Le développement cognitif entravé pour 43% des enfants des pays pauvres
The Lancet vient de publier une série d’articles sur la nécessité d’investir urgemment et massivement dans la petite enfance dans les pays en voie de développement. D’après l’UNICEF, 43% des enfants des pays peu ou moyennement développés présentent le risque de ne pas développer leur potentiel cognitif. Un investissement de 50 centimes par enfant et par an pour promouvoir la santé, la nutrition, les soins adaptés, la sécurité et la sûreté, et les apprentissages précoces pourrait changer la donne. Ce dossier rappelle que le cerveau d’un enfant se développe plus vite dans les deux-trois premières années de sa vie qu’à n’importe quel autre moment. A cette période de la vie, le manque de nourriture, de stimulation et de protection produit des effets à très longs termes pour les familles et les communautés. La science et les économistes se rejoignent pour dire qu’il faut massivement investir dans les 1000 premiers jours, incluant la grossesse.

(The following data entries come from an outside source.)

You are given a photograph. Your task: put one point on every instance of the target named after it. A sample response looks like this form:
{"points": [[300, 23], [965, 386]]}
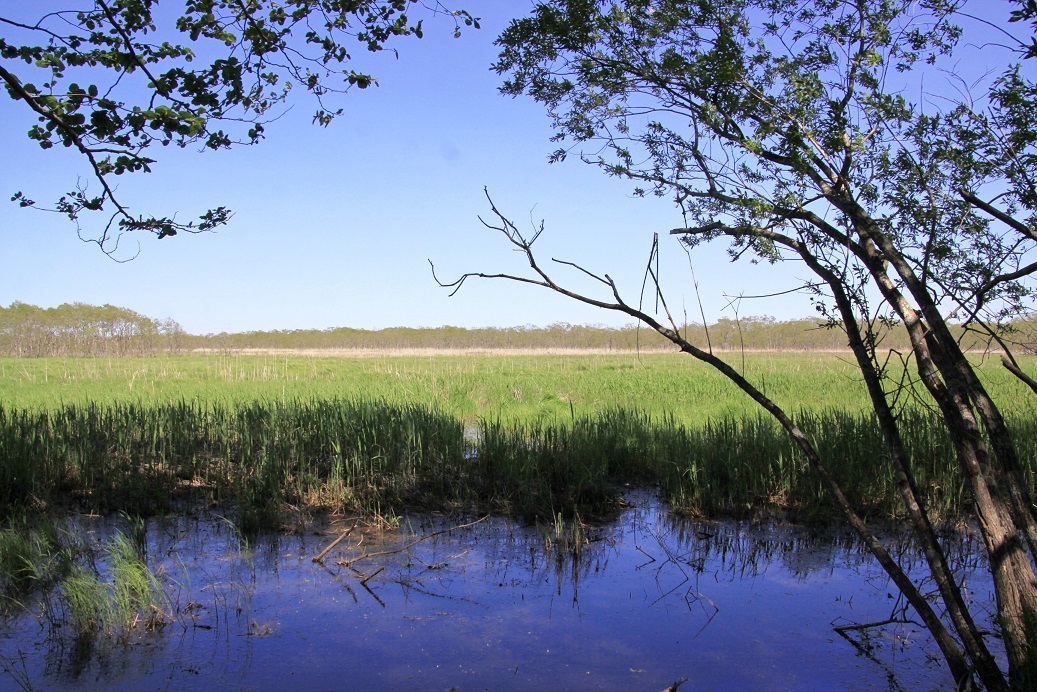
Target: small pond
{"points": [[647, 601]]}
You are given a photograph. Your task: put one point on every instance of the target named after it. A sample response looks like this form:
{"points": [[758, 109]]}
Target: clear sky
{"points": [[335, 227]]}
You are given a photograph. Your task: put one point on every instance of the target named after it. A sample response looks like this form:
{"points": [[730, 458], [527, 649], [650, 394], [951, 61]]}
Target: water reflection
{"points": [[638, 604]]}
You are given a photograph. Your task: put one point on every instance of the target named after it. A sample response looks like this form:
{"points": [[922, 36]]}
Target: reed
{"points": [[130, 598], [563, 437]]}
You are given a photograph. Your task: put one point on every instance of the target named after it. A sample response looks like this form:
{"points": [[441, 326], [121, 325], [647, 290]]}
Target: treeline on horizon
{"points": [[78, 329]]}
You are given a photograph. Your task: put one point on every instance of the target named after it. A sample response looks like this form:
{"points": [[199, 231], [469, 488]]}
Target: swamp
{"points": [[616, 521]]}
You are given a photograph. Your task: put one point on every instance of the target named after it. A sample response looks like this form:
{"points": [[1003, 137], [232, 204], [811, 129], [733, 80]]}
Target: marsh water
{"points": [[638, 603]]}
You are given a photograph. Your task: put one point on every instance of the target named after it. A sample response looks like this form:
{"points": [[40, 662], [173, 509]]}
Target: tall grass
{"points": [[262, 460], [267, 435]]}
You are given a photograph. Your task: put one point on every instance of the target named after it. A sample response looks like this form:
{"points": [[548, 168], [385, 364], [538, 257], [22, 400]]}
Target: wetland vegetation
{"points": [[97, 453]]}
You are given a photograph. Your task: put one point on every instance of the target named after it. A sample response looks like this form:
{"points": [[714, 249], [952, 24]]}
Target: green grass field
{"points": [[513, 388], [522, 434]]}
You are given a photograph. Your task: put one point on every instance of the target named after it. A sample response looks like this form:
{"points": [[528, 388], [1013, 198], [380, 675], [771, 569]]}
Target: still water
{"points": [[647, 602]]}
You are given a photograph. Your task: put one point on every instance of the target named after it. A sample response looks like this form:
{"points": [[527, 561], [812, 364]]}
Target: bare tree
{"points": [[784, 128]]}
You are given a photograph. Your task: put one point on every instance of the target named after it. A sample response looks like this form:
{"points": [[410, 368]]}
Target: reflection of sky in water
{"points": [[649, 602]]}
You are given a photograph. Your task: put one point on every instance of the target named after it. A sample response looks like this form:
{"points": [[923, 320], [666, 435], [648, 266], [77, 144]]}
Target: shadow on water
{"points": [[637, 604]]}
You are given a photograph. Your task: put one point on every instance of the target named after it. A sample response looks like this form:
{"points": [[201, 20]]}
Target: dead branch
{"points": [[349, 562], [319, 557]]}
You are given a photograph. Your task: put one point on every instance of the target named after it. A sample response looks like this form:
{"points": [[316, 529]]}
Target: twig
{"points": [[319, 557], [346, 563]]}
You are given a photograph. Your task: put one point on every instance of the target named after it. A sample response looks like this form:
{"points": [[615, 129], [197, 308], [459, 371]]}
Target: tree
{"points": [[116, 79], [843, 135]]}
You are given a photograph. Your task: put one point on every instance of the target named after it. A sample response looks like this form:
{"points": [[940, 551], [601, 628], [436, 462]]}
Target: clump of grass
{"points": [[130, 599], [34, 554]]}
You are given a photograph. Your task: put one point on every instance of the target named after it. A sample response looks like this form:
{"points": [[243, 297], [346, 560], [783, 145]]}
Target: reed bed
{"points": [[264, 461]]}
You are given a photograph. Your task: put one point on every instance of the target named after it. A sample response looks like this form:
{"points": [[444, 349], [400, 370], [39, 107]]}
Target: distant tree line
{"points": [[78, 329]]}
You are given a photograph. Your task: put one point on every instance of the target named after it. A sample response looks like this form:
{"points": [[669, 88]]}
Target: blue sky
{"points": [[335, 227]]}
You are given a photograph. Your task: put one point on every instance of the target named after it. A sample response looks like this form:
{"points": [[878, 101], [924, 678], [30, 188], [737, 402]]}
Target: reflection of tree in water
{"points": [[690, 576]]}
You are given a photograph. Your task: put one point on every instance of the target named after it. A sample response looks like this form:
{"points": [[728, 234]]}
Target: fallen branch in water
{"points": [[319, 557], [347, 563]]}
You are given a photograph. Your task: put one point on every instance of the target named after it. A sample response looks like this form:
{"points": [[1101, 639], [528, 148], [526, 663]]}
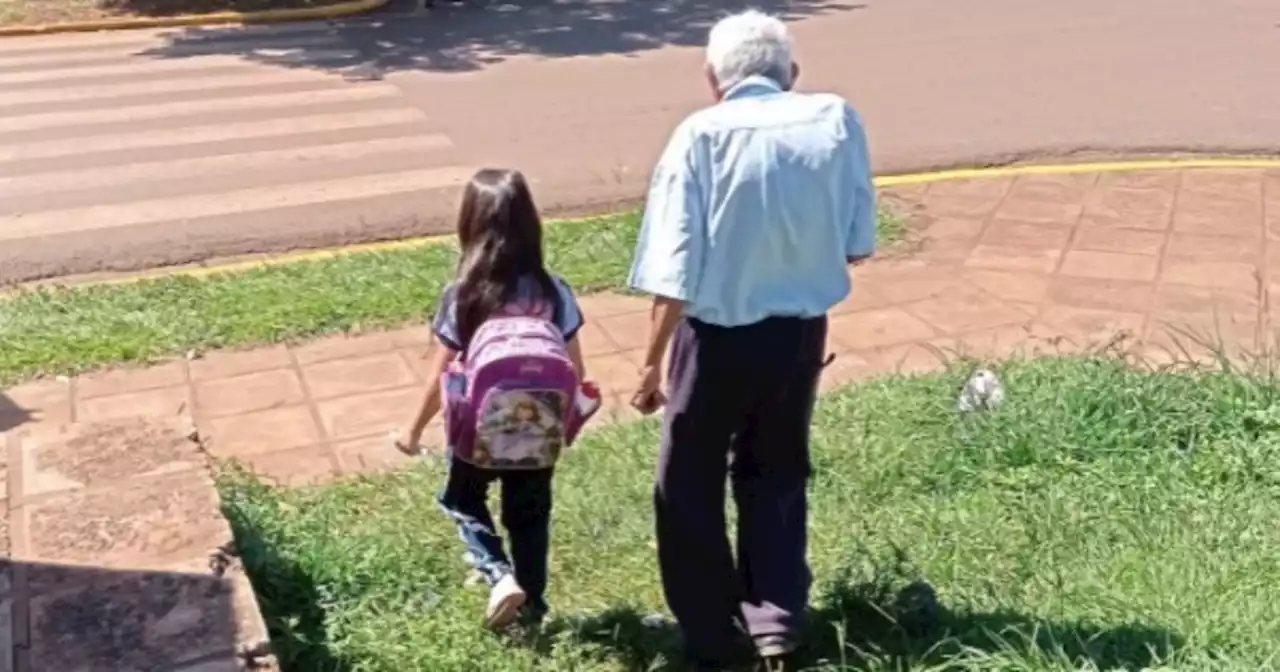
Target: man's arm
{"points": [[860, 243], [668, 255], [668, 260]]}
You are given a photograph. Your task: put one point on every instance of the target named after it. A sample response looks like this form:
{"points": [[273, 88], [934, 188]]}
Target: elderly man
{"points": [[755, 210]]}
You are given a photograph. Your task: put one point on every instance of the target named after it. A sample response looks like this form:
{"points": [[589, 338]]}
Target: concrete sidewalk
{"points": [[101, 476]]}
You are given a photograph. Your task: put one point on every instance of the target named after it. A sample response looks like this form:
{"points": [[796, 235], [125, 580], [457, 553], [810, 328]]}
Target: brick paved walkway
{"points": [[1043, 263]]}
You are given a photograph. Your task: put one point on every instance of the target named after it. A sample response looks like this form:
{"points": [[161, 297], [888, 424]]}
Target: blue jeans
{"points": [[526, 513]]}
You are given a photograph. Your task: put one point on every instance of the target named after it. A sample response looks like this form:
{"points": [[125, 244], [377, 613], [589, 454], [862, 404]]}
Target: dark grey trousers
{"points": [[740, 402]]}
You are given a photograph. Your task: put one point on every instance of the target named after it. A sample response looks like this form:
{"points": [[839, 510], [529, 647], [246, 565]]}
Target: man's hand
{"points": [[648, 396]]}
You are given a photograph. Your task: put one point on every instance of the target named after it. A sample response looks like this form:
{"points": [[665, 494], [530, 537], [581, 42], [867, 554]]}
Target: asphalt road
{"points": [[122, 151]]}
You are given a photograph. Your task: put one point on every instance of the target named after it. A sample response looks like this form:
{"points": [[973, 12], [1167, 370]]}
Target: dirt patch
{"points": [[48, 12]]}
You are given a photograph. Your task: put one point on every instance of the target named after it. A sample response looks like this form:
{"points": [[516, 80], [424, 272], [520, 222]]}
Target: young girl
{"points": [[501, 273]]}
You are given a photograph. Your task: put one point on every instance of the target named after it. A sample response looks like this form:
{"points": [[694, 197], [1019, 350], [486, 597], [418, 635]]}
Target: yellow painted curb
{"points": [[883, 181], [268, 16], [1074, 169]]}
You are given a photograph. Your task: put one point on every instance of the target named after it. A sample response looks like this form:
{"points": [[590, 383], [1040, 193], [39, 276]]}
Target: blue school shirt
{"points": [[528, 301]]}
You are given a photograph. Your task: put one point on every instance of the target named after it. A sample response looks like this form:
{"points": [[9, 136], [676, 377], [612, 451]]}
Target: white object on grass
{"points": [[981, 392]]}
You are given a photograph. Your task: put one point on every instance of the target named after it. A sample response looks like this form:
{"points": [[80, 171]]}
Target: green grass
{"points": [[69, 330], [1104, 517]]}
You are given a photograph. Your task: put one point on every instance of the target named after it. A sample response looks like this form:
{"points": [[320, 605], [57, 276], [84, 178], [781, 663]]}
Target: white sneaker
{"points": [[506, 598]]}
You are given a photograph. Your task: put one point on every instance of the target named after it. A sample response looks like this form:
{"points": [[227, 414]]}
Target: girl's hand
{"points": [[412, 446]]}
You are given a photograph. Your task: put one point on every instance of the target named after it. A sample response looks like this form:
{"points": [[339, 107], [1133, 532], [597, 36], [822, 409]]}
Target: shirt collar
{"points": [[753, 86]]}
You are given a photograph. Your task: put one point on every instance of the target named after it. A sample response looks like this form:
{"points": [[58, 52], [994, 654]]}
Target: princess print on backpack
{"points": [[507, 373], [519, 410]]}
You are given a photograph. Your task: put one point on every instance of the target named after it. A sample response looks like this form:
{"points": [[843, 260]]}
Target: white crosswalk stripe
{"points": [[167, 128]]}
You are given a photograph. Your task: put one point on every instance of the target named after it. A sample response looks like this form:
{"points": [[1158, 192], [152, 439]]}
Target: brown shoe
{"points": [[775, 650]]}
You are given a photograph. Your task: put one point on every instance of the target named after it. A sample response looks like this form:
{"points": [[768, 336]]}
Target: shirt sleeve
{"points": [[673, 231], [570, 319], [860, 240], [444, 324]]}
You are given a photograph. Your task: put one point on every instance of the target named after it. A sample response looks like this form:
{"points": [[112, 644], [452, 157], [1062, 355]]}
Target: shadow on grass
{"points": [[894, 626], [288, 599]]}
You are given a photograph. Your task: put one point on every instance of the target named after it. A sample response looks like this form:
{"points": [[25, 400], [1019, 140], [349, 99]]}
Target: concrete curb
{"points": [[882, 181], [270, 16]]}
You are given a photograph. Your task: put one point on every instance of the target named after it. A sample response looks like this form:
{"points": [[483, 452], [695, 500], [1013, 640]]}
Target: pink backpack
{"points": [[512, 403]]}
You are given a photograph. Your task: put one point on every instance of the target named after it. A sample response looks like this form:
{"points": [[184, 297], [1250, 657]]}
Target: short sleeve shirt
{"points": [[529, 301]]}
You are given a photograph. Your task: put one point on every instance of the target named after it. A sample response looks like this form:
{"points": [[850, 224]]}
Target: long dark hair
{"points": [[501, 236]]}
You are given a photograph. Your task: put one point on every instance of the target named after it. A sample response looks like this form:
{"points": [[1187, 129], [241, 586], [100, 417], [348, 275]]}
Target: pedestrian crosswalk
{"points": [[161, 140]]}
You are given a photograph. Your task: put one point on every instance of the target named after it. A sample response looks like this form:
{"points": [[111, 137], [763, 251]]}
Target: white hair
{"points": [[749, 44]]}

L’impact du plomb sur les compétences en lecture
National Bureau of Economic Research
Des chercheurs américains estiment que l’empoisonnement au plomb est une des causes expliquant le fossé persistant dans les compétences de lecture entre les enfants de milieu défavorisé et les autres. Ils ont analysé les données disponibles dans l’Etat de Rhode Island où une campagne active de mise au normes des appartements a permis de tester de très nombreux enfants au début des années 2000 avant et après la réhabilitation des logements. Les auteurs ont pu constater que les progrès en lecture concernait davantage les enfants concernés par ces programmes de lutte contre les peintures au plomb. Ils estiment même que l’efficacité des politiques de lutte contre les peintures au plomb explique pour un tiers l’amélioration des compétences en lecture des enfants afro-américains et pour un cinquième celle des enfants hispaniques.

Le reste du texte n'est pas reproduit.